Connecticut Lawmakers Get Nowhere Regarding AI Regulations

( – Connecticut lawmakers began the legislative season with hopes that they’d be able to pass one of the first major bills that would rein in bias in artificial intelligence. However, hopes for the bill were dashed after a veto threat from democratic Governor Ned Lamont, who said they were concerned that the legislation might “stifle innovation” and make Connecticut an outlier.

Democratic Senator James Maroney has been working on the issue for about two years with lawmakers across the U.S. Maroney said, “It’s disappointing Connecticut is losing its chance to lead in the AI space.”

Several bills were proposed during this time with the AI bill, but they all failed after the General Assembly met its deadline. With this, some positives came out of it.

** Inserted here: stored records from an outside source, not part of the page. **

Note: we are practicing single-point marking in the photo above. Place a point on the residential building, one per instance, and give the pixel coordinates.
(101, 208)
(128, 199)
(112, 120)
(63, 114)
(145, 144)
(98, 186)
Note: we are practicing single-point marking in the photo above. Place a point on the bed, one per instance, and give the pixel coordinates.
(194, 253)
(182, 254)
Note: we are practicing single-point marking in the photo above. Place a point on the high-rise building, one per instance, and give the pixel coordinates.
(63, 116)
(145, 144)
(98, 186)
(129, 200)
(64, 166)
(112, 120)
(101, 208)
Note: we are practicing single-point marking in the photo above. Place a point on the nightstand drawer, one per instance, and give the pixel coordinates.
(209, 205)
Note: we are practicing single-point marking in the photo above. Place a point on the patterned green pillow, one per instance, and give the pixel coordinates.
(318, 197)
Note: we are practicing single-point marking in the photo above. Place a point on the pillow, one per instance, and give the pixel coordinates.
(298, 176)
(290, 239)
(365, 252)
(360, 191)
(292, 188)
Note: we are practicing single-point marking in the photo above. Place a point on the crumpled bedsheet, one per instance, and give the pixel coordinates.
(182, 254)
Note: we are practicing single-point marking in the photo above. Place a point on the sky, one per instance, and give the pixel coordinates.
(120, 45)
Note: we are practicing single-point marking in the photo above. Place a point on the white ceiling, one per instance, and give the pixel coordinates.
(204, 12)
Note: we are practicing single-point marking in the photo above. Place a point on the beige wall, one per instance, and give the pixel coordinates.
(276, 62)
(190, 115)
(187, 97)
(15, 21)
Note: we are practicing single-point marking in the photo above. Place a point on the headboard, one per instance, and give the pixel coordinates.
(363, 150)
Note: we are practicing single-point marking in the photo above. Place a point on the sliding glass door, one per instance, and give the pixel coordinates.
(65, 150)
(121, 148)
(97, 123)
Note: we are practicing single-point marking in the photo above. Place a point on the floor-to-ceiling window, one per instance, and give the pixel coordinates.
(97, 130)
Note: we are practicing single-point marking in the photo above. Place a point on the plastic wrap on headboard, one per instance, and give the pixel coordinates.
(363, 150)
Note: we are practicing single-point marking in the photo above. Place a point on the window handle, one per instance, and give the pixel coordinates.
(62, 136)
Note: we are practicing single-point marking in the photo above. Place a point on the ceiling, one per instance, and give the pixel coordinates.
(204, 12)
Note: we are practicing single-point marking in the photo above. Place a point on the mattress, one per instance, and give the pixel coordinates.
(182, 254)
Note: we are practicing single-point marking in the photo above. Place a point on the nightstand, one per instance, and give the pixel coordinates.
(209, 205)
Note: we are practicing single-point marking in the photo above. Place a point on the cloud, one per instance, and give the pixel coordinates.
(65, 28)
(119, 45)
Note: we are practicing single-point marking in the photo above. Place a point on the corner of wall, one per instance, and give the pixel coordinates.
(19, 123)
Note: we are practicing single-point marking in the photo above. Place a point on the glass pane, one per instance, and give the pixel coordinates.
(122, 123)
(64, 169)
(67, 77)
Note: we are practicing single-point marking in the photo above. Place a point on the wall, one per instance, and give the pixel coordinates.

The legislation cleared that the General Assembly made numerous nursing home reforms, like preventing them from placing new residents in rooms with more than two beds.

The Senate also looked into the proliferation of infused beverages being sold in convenience stores. They also voted to prohibit synthetic cannabinoids in cannabis and forbade them from being sold at licensed cannabis stores.

Republican Senator Rob Sampson spoke out about the bill by saying, “I don’t believe that it goes far enough.” He spoke about what happened in Bridgeport, a “fiasco” that warranted a strong action.

Many of the concepts brought up by legislation were not taken and failed, but some were approved such as the plan to spend over three hundred million dollars in remaining pandemic funds.

Republicans were against reopening the pandemic budget for this reason. “When we agreed not to open the budget and did not do a budget, that limited your options,” House Speaker Matt Ritter said.

Said Vincent Candelora, the House Minority Leader, “The Democrats didn’t do their job on the budget and they’ve left the hard decisions up to the governor.”